Recent research commissioned by workspace brokerage Office Freedom has revealed that 87% of workers are working longer hours than they are contracted to. In addition, most have agreed that they are doing more when working from home.

Two thousand office workers participated in the survey to uncover working habits across the UK. The survey compared trends and patterns between cities, regions, ages, and genders.

According to the survey:

  • Workers in Oxford, Sheffield, and Worcester have the longest working day, at an average length of 7.3 hours.
  • Over 80% of respondents work more than they are contracted to.
  • 28% of men state that they work more hours than contracted daily, compared to 13% of females.
  • 63% of workers take a maximum of 30 minutes for lunch. Workers in the West Midlands take the longest break, whereas workers in the South West take the shortest breaks at an average of 25 minutes.
  • One-third of workers are taking longer lunch breaks when working from home.
  • Despite the long working days and employees putting more hours into their jobs, 37% of workers feel they are not rewarded for doing a good job.
  • Common benefits among all employees are high street discounts, health and wellbeing initiatives, insurance, and extra holidays.
  • 45% of respondents rated their company highly for being appreciative, with companies in Scotland being the most highly rated.
  • Across all regions, 67% of respondents enjoy where they work.
  • Younger workers are more likely to enjoy where they work than those aged 35 and over.
  • Since working from home and hybrid working were introduced, most employees state that they enjoy working more than previously.
  • 42% would be disappointed to return to five days in the office.

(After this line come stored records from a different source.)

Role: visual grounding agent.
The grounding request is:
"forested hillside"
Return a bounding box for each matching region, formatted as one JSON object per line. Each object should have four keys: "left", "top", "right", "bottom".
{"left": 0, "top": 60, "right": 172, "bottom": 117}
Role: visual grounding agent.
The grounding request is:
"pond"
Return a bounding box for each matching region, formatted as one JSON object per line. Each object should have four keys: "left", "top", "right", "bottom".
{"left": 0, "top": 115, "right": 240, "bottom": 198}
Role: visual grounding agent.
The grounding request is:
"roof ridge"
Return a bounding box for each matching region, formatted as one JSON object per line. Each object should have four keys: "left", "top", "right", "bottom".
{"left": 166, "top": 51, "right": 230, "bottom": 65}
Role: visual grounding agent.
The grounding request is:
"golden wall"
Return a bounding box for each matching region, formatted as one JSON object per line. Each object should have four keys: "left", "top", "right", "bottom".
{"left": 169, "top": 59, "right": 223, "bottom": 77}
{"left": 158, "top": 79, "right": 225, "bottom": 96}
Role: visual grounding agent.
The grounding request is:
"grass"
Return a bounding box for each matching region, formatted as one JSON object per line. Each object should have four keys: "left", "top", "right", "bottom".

A spokesperson from Office Freedom said: “It seems that the flexibility of hybrid working has enabled more people to enjoy their jobs and take away some of the day-to-day stresses, like commuting, for example.”

“Rather than spending hours on the train or in the car, it’s apparent many would rather put that time back into their working day.”

“This new way of working is here to stay, especially now that the benefits have been realised by both companies and employees. Inevitably, working habits have changed for the better and it’s now time for companies to embrace the shift and ensure their initiatives and expectations align with the new norm.”